Они тронулись в путь, как только стаял снег и с моря потянул теплый ветер. В Батуми они ходили по Ботаническому саду, покупали мандарины, завернутые в зеленые листья, и Евгений Степанович оживился. Ему казалось, что он стал незаметнее, мельче. Он явился в Каспийское пароходство небритый, одетый не по форме, в пенсне и с галстуком, распущенным по-стариковски концами врозь, – ни дать ни взять мелкий служащий. Слушая молодого веселого комиссара, толковавшего о значении социалистического учета, он солидно кивал головой; ему очень понравился и комиссар, и непривычно светлое море на рейде, и даже дело, которым ему предстояло заняться.

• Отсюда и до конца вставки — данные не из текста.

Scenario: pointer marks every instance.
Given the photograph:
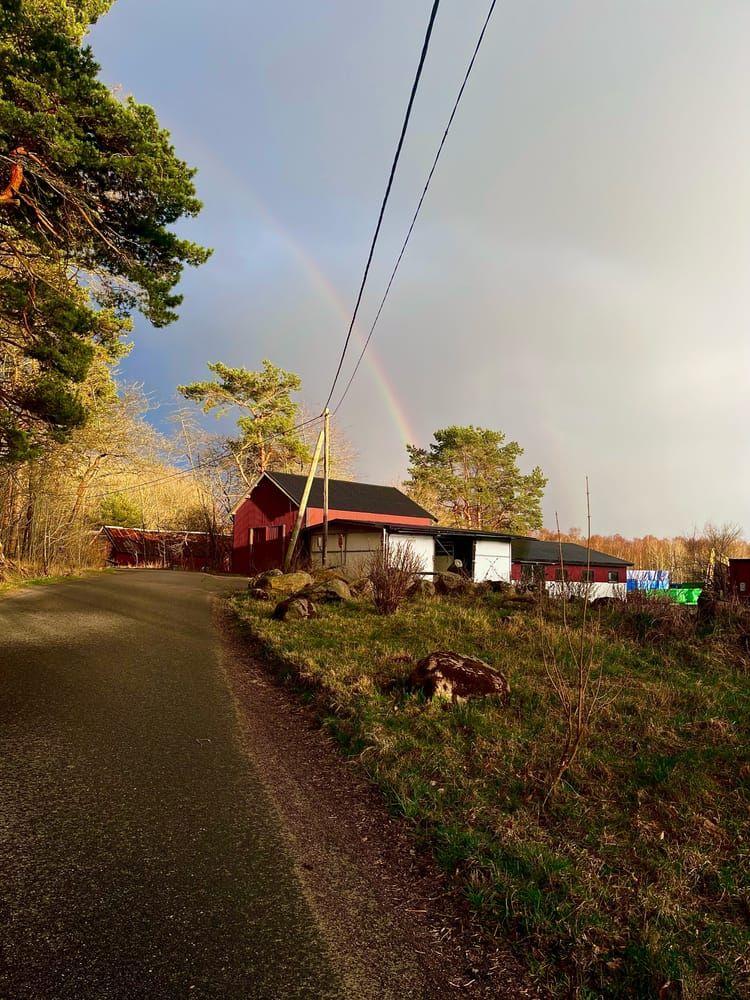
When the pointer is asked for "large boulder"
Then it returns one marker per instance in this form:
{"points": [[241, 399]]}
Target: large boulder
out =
{"points": [[345, 573], [452, 583], [286, 583], [421, 588], [257, 593], [457, 677], [294, 608]]}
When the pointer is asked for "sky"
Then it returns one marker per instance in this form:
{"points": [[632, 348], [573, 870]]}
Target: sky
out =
{"points": [[579, 277]]}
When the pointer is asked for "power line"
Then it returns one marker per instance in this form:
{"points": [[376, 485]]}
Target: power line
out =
{"points": [[412, 95], [419, 203]]}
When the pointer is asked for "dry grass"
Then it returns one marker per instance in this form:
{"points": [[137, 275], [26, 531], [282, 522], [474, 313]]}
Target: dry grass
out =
{"points": [[638, 871]]}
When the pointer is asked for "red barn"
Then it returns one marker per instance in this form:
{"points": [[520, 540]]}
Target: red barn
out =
{"points": [[264, 520], [535, 560]]}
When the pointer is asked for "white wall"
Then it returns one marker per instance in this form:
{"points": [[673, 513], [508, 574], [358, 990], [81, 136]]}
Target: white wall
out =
{"points": [[491, 560], [423, 546], [358, 547]]}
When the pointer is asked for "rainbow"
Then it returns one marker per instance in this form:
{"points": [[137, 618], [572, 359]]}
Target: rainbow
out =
{"points": [[325, 288]]}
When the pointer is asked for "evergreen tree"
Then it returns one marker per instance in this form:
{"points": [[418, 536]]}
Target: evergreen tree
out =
{"points": [[268, 438], [89, 186], [470, 478]]}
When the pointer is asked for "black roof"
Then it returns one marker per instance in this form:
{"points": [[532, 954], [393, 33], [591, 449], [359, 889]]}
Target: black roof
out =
{"points": [[364, 498], [531, 550]]}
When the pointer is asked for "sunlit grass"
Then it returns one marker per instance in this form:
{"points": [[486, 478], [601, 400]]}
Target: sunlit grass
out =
{"points": [[638, 872]]}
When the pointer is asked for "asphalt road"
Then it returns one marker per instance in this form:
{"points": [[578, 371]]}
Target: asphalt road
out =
{"points": [[139, 856]]}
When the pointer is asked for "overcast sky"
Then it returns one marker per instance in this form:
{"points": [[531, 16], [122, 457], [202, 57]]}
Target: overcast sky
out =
{"points": [[579, 277]]}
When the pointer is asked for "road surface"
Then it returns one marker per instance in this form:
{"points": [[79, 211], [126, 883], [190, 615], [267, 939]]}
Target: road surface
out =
{"points": [[139, 855]]}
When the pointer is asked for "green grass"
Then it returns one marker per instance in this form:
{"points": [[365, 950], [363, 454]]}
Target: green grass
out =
{"points": [[18, 581], [638, 871]]}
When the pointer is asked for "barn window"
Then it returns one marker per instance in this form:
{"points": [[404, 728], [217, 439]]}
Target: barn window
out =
{"points": [[532, 573]]}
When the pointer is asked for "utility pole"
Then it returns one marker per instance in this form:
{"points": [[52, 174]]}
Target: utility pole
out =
{"points": [[326, 474], [303, 503]]}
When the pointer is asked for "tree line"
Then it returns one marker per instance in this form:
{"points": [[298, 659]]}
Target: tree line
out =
{"points": [[90, 188]]}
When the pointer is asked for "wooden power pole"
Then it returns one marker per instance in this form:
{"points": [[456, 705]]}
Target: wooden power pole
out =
{"points": [[326, 475], [303, 503]]}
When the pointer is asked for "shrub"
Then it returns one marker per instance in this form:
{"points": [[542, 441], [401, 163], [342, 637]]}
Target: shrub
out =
{"points": [[392, 570]]}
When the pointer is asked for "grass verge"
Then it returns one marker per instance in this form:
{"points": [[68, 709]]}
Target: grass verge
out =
{"points": [[638, 873], [17, 581]]}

За пятнадцать лет, проведенных на одном месте за сидячей работой, Евгений Степанович постарел, утратил подвижность и приобрел много привычек. Его безотчетно пугало то новое, что встречалось ему на каждом шагу. В нефтегавани он рассматривал огромные плоскодонные суда-танкеры, в которых все казалось ему неестественным, перепутанным, сдвинутым со своих привычных мест. Вместо трюмов все грузовое пространство разбито на мелкие отсеки-танки. В палубе только узкие люки с круглыми смотровыми окошками. В море люки задраены, и судно закупорено, как пивная бутылка. В машинном отделении – не паровая машина, а дизель-моторы. Все шпили и руль движутся не паром, а электричеством, а пожарные устройства подают не воду, а углекислый газ. Бог с ними! Ему казалось, что на «Веге» все было устроено гораздо мудрее и целесообразнее. Когда-то он смеялся над безграмотными шкиперами и, первый из капитанов, изучал паровую машину. Теперь он недоумевал, зачем понадобились на Каспии теплоходы, зачем радиотелефон сменил искровые станции и электрокраны сменили паровые лебедки.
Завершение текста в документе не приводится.